72 5.2.6. Pengaruh Peubah Perlengkapan Penyuluhan (X6) Terhadap Persepsi Efektifitas Penyuluhan Pertanian (Y) Didalam penyuluhan, perlengkapan penyuluhan sangat penting untuk: membantu kelancaran pelaksanaan penyuluhan maupun untuk memperjelas materi yang disampaikan agar mudah diingat dan dipahami oleh masyarakat penerima manfaatnya (Mardikanto, 2009). Berdasarkan hasil penelitian, diketahui perlengkapan penyuluhan berpengaruh secara nyata terhadap persepsi efektifitas penyuluhan pertanian di Kelompok Tani Margo Tani II. Pernyataan ini dibuktikan melalui hasil uji-t, dimana nilai t-hitung lebih besar dari nilai t-tabel yaitu 3,232 > 1,70329. Hal ini berarti mendukung hipotesa awal yang menyatakan bahwa perlengkapan penyuluhan berpengaruh terhadap persepsi efektifitas penyuluhan pertanian. Perlengkapan penyuluhan berpengaruh terhadap persepsi efektifitas penyuluhan pertanian hal ini berarti semakin baik dan lengkap perlengkapan penyuluhan semakin tinggi persepsi efektifitas penyuluhan pertanian. Dalam hal ini penyuluhan lebih efektif, karena dengan adanya perlengkapan penyuluhan membuat petani responden lebih cepat menerima dan memahami segala sesuatu yang dimaksudkan penyuluh.
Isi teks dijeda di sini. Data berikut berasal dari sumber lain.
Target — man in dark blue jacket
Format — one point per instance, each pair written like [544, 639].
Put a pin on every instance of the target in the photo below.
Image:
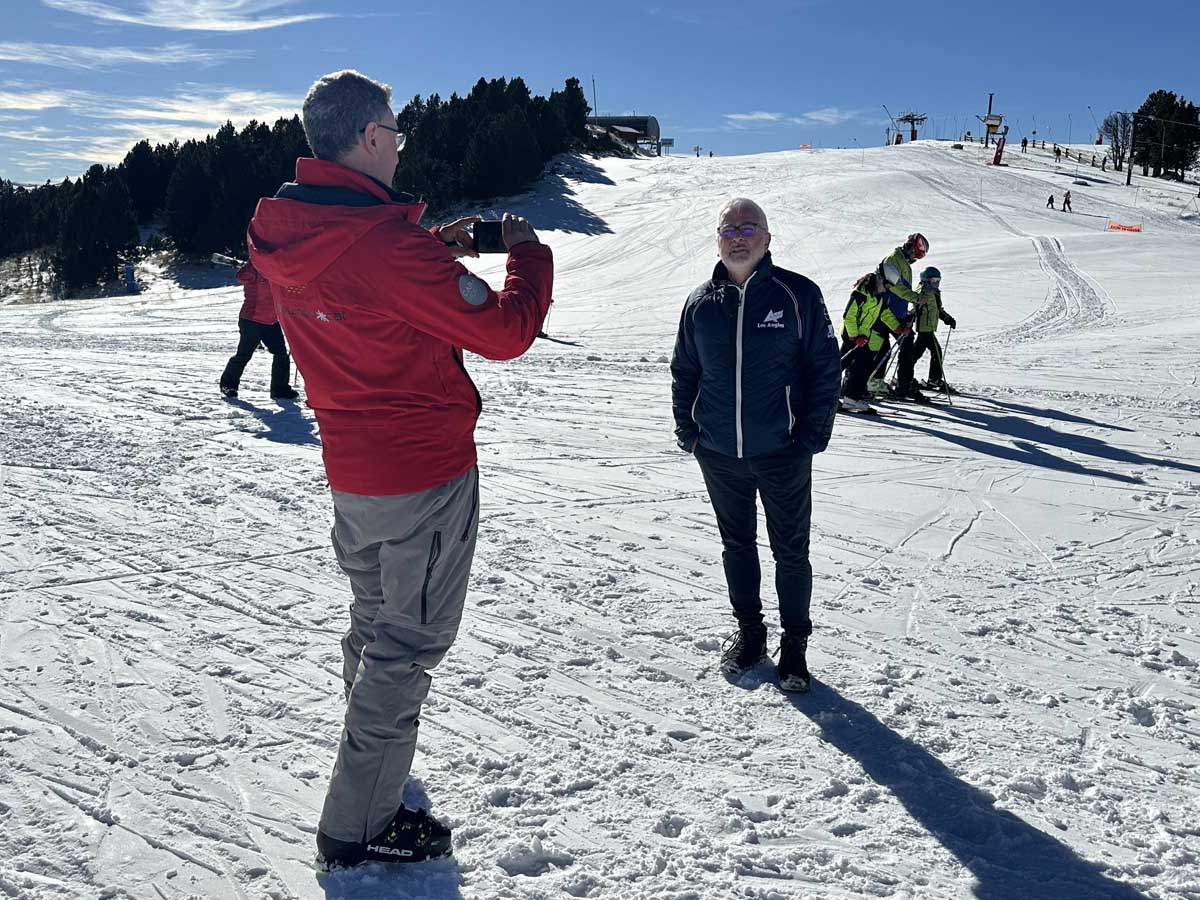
[755, 381]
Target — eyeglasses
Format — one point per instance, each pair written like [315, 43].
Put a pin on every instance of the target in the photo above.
[748, 229]
[401, 137]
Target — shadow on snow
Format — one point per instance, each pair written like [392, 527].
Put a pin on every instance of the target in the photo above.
[286, 425]
[1008, 857]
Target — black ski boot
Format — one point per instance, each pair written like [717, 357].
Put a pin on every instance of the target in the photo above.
[744, 649]
[793, 670]
[413, 837]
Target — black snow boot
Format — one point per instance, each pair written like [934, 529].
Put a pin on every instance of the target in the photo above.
[744, 649]
[413, 837]
[793, 669]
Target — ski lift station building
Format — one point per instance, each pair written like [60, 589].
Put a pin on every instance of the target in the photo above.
[636, 130]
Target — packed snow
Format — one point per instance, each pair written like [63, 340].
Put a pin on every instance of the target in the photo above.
[1006, 589]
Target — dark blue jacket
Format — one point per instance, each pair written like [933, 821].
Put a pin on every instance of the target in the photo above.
[755, 369]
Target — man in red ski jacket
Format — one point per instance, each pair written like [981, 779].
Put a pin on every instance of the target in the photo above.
[257, 325]
[378, 313]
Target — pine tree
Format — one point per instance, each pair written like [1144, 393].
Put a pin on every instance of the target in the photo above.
[189, 198]
[139, 172]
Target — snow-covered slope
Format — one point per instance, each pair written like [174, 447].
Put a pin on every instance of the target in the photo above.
[1006, 589]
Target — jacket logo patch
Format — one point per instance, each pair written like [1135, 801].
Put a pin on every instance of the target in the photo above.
[774, 319]
[473, 289]
[319, 315]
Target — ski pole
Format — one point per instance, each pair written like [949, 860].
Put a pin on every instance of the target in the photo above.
[893, 352]
[942, 353]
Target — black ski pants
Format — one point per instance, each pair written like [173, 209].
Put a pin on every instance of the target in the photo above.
[784, 481]
[270, 336]
[912, 351]
[858, 363]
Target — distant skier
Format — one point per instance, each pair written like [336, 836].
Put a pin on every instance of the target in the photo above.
[864, 328]
[929, 313]
[895, 270]
[257, 325]
[754, 393]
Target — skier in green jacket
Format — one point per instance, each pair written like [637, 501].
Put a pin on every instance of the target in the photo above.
[929, 313]
[895, 270]
[865, 327]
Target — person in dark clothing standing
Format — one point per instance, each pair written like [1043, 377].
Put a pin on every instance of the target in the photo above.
[257, 324]
[754, 383]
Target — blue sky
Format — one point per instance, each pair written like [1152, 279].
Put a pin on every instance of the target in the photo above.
[81, 81]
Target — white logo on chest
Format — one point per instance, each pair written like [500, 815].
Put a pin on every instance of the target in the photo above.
[774, 319]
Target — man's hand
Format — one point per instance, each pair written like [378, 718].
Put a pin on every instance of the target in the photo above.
[516, 231]
[457, 237]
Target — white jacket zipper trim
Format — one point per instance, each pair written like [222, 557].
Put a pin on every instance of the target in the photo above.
[737, 390]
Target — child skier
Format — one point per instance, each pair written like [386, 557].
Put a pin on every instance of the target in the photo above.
[929, 313]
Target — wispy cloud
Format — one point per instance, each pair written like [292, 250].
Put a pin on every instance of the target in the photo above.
[757, 118]
[102, 127]
[825, 115]
[191, 15]
[12, 97]
[101, 58]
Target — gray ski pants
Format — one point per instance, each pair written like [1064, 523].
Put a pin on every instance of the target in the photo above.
[408, 559]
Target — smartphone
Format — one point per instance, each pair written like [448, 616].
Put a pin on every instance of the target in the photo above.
[489, 238]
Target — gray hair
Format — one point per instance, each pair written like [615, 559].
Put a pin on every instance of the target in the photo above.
[339, 107]
[743, 203]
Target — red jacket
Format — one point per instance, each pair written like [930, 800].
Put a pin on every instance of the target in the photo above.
[258, 306]
[377, 313]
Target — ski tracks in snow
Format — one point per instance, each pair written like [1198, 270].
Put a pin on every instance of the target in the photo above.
[1005, 651]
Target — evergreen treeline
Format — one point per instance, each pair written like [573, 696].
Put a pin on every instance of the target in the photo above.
[492, 142]
[1168, 135]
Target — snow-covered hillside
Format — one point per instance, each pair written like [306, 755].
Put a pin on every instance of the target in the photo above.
[1006, 591]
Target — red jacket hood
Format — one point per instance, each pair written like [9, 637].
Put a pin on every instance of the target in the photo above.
[293, 241]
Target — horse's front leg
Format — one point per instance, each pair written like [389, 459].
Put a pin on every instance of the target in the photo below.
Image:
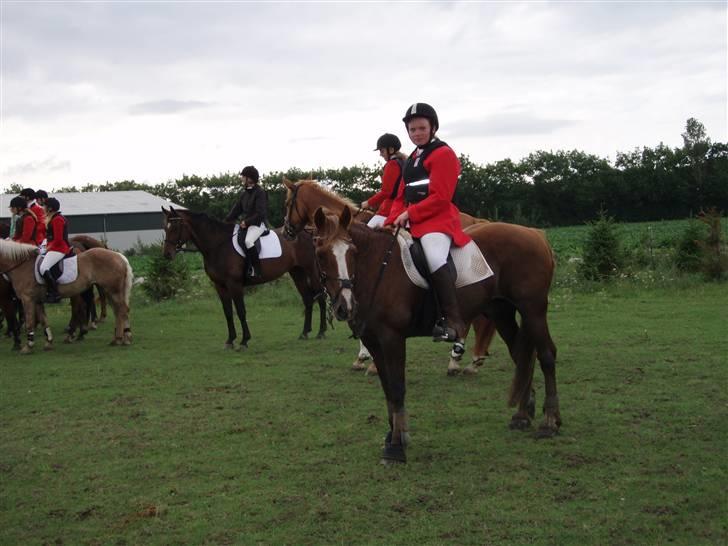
[227, 308]
[239, 300]
[389, 351]
[29, 312]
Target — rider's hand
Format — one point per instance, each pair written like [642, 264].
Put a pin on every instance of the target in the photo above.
[402, 219]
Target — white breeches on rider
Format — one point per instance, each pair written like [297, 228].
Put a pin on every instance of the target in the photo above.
[437, 247]
[51, 258]
[376, 221]
[252, 235]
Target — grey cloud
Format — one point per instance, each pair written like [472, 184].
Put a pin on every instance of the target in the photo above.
[518, 123]
[50, 164]
[166, 107]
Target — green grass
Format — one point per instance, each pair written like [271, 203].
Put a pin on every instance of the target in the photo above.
[175, 441]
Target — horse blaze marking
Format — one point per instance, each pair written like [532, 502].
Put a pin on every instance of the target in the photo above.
[339, 249]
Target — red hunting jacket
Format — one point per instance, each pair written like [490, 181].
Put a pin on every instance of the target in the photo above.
[383, 198]
[436, 213]
[57, 234]
[40, 215]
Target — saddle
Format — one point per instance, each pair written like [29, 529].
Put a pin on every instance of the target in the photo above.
[63, 272]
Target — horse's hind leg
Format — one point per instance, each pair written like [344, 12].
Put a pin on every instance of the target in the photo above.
[239, 300]
[522, 352]
[546, 351]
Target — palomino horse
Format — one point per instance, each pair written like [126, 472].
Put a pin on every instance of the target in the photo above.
[84, 243]
[350, 254]
[99, 266]
[302, 200]
[226, 268]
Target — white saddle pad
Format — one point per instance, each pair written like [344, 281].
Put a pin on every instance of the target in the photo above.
[70, 270]
[469, 262]
[270, 245]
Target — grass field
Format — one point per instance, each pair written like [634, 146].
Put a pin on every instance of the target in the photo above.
[175, 441]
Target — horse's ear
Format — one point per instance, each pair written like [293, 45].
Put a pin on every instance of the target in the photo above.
[345, 218]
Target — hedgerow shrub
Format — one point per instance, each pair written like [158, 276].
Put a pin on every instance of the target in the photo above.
[602, 255]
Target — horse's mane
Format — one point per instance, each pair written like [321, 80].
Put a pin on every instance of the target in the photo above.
[315, 186]
[202, 217]
[16, 251]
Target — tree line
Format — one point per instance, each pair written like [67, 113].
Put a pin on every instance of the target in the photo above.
[544, 189]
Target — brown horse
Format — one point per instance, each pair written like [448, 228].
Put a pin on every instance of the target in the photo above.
[226, 268]
[350, 254]
[99, 266]
[302, 200]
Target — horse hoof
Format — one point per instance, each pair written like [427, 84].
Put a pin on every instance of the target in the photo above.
[545, 432]
[519, 423]
[393, 454]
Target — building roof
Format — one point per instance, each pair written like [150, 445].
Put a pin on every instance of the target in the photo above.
[106, 202]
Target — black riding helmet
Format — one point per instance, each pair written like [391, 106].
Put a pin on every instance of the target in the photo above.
[18, 203]
[28, 193]
[52, 204]
[388, 140]
[422, 110]
[251, 172]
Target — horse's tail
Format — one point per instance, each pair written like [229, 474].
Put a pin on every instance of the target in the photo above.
[128, 280]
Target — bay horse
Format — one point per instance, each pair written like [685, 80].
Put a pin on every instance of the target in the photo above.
[226, 268]
[302, 200]
[99, 266]
[350, 255]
Dan juga perlengkapan penyuluhan yang digunakan penyuluh dapat menjelaskan isi dari materi penyuluhan, sehingga petani responden dapat mengingat dan tidak mudah melupakan kegiatan penyuluhan yang diikuti petani responden. Selain itu juga dengan adanya perlengkapan penyuluhan dapat menghemat waktu yang diperlukan penyuluh untuk menjelaskan materi yang ingin disampaikan atau dijelaskan. Perlengkapan yang baik dan sesuai akan menarik perhatian petani responden, sehingga lebih mengkonsentrasikan diri untuk mengikuti penyuluhan yang sedang dilaksanakan oleh penyuluh yang bersangkutan. Dengan demikian, semakin lengkap dan sesuai perlengkapan yang digunakan penyuluh maka semakin tinggi persepsi efektifitas penyuluhan pertanian.